El caso es que Plutarco refiere con detalle la anécdota de la fundación de esta ciudad de Alejandría «apud Aegyptum». Alejandro mandó trazar el perímetro de sus muros y sus calles con grano de cebada, al no tener la tierra caliza que pedía la vieja costumbre, pero los pájaros acudieron y se comieron todo lo que había sido vertido. Lejos de ver esto como una profecía ominosa, los sacerdotes que acompañaban al monarca, que siempre supo rodearse de un gran aparato propagandístico en cuanto a temas religiosos, interpretaron el vaticinio diciendo que aquella ciudad sería hollada por gentes de muchas razas y lenguas y que daría de comer a una enorme población.
Ciudad irrepetible
Y en efecto, Alejandría fue la ciudad más populosa de su tiempo, el faro de toda la cultura helénica, con una bulliciosa y vibrante comunidad judía y, posteriormente romana y bizantina, hasta llegar al mundo islámico. Fue una ciudad irrepetible y maravillosa que, por desgracia, se perdió luego en la noche de los tiempos. La actual Al-Iskandariya egipcia, de unos cinco millones de habitantes, alberga en algún lugar de su interior y su costa retirada lo que fue otrora la antigua Alejandría, con sus grandes avenidas, el Museo y la Biblioteca, en el complejo palacial de los reyes helenísticos de Egipto, los descendientes de Alejandro por vía de su lugarteniente Ptolomeo Lago, también llamados Lágidas. Y, por supuesto, el propio emplazamiento de la misteriosa tumba de Alejandro, un mausoleo que vieron por último los emperadores romanos que visitaron la ciudad en la antigüedad tardía y del que, como de la legendaria biblioteca, nada ya se sabe. El Faro, el doble puerto, las instalaciones culturales y deportivas, el Serapeo y otras maravillas de esa enorme ciudad que deslumbrara a la antigüedad y a sus cronistas están sepultadas en algún lugar desconocido debajo de la actual urbe.

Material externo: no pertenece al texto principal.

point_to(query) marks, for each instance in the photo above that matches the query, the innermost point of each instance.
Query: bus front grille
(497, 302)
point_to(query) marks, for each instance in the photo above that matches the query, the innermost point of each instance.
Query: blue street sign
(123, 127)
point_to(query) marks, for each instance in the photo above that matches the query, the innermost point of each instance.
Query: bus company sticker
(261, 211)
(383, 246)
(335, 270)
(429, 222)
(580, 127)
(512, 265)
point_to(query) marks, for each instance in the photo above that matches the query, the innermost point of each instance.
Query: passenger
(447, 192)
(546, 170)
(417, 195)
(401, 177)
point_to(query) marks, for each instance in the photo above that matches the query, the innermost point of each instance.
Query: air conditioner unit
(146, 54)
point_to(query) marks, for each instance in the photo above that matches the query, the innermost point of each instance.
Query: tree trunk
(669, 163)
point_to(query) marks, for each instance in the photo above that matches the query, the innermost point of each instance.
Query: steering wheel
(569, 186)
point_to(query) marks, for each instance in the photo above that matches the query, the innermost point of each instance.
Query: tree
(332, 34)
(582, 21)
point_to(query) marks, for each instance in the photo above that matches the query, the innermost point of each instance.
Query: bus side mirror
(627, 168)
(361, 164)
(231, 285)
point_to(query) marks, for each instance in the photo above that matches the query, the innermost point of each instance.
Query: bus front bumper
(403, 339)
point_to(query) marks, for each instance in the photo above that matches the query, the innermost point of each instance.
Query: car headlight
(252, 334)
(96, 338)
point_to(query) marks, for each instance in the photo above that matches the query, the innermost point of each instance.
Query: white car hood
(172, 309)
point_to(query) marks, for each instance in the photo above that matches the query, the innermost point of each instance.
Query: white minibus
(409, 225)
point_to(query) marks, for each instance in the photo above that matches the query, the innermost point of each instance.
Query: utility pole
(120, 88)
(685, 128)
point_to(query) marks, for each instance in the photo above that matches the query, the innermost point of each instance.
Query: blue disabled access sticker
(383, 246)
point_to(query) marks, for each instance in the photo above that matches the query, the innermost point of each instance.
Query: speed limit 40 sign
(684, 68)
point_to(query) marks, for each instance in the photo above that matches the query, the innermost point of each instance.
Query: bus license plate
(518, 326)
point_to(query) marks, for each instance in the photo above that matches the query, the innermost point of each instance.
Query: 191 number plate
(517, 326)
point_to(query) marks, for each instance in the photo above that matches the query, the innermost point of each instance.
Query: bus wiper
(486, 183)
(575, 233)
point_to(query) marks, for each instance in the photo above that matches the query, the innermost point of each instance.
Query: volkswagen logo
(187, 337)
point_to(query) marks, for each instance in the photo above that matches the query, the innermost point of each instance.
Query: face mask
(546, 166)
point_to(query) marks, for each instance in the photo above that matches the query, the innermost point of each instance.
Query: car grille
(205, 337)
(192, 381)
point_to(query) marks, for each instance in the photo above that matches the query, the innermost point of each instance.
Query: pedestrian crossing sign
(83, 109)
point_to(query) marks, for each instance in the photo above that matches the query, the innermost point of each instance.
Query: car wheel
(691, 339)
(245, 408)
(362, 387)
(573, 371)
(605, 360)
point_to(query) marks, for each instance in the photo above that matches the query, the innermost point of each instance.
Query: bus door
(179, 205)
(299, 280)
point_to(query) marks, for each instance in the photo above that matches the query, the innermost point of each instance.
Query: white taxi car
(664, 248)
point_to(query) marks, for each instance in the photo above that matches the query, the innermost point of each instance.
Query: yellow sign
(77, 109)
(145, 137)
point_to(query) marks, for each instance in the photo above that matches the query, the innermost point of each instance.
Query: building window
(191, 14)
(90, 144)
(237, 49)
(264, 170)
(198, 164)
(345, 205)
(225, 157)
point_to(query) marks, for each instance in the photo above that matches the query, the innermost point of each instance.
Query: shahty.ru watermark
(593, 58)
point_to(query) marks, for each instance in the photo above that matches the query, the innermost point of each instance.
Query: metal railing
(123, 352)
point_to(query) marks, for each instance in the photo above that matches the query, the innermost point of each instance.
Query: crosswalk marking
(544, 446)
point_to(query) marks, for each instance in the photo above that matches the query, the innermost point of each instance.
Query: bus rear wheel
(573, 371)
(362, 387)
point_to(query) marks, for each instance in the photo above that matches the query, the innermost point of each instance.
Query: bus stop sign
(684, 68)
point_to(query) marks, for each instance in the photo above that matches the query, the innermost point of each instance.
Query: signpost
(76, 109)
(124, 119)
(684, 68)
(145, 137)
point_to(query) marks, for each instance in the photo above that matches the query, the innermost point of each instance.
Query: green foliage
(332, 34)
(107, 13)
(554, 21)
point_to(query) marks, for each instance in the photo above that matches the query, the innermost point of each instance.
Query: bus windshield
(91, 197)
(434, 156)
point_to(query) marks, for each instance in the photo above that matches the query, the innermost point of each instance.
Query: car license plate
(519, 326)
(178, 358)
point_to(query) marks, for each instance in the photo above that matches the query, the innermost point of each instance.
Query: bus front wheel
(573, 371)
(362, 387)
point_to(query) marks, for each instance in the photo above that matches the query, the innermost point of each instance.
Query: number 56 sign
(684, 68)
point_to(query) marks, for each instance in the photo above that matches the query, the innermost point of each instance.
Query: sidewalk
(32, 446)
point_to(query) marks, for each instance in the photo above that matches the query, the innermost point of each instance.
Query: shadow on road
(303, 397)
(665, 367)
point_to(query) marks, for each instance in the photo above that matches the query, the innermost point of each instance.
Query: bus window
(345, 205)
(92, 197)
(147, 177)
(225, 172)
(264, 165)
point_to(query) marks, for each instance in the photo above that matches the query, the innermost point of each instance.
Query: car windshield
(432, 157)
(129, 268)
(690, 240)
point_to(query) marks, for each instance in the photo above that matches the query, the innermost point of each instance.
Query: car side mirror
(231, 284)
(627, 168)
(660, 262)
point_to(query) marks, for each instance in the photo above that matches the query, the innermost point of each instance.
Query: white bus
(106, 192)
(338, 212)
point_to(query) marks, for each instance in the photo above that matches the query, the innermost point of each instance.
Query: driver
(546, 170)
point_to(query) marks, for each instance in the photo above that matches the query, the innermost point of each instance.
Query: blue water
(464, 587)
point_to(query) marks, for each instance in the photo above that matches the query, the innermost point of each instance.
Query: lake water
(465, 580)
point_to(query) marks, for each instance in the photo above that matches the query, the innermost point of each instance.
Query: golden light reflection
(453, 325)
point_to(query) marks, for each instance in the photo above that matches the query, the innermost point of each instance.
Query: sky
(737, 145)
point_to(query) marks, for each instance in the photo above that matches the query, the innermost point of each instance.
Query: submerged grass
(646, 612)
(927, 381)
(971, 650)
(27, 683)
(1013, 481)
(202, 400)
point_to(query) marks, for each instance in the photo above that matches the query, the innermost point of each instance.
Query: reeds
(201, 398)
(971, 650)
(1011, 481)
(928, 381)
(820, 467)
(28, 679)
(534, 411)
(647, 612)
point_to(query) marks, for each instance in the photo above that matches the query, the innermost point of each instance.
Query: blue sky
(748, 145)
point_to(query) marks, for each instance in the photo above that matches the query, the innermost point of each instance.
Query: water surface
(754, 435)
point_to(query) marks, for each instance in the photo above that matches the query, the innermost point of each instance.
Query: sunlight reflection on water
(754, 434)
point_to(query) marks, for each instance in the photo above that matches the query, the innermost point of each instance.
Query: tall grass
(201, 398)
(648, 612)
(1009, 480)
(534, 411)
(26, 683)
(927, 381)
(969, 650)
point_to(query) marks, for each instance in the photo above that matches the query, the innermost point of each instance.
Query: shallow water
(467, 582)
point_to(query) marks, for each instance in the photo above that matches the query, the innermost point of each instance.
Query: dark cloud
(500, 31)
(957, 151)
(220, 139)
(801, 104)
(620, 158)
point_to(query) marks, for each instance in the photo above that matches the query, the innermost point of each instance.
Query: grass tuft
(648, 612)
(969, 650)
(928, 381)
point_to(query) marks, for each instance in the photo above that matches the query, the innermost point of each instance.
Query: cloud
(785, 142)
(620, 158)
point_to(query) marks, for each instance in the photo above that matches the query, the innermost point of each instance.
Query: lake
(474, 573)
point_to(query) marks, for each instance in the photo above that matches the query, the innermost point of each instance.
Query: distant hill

La paradoja de esta cuarta ciudad perdida de la antigüedad es que sabemos más o menos dónde está, porque actualmente se le superpone la metrópolis egipcia de bullicioso impulso. Pero también precisamente por ello es tan difícil sacarla a la luz, aunque algunos vestigios de su gloria se pueden ver hoy en el museo arqueológico de la ciudad. El trazado de la costa ha cambiado mucho y las capas sucesivas de construcciones y tierra han sepultado para siempre aquella fastuosa capital de los Ptolomeos, que fue encomiada sin parangón desde la época de Alejandro hasta incluso después de la conquista árabe, en el siglo VII. La gran esperanza y la herramienta que está dando frutos muy prometedores es la arqueología submarina, que ha revelado algunos de los misterios de la vieja Alejandría, que reposan en el fondo del Mediterráneo. Se han rescatado, por ejemplo, 36 fragmentos del faro, que se han trasladado al teatro romano de la ciudad, así como estatuas e inscripciones y un cementerio de barcos con varios pecios muy reveladores del rico comercio de la ciudad. Las portentosas ruinas subacuáticas, que han sobrevivido a terremotos tardoantiguos y medievales, han sugerido a las autoridades la necesidad de construir un museo que las albergue. El futuro nos deparará sin duda hallazgos extraordinarios que ya han empezado a surgir más allá de la atractiva «corniche» que recorre el paseante actual, y en la que se puede ver la nueva Biblioteca. Por eso, con justicia, podemos clasificar a esta ciudad de Alejandro, aquella que proféticamente fue fundada para alimentar a tantas bocas, como la cuarta de las metrópolis de la antigüedad perdidas y rescatadas.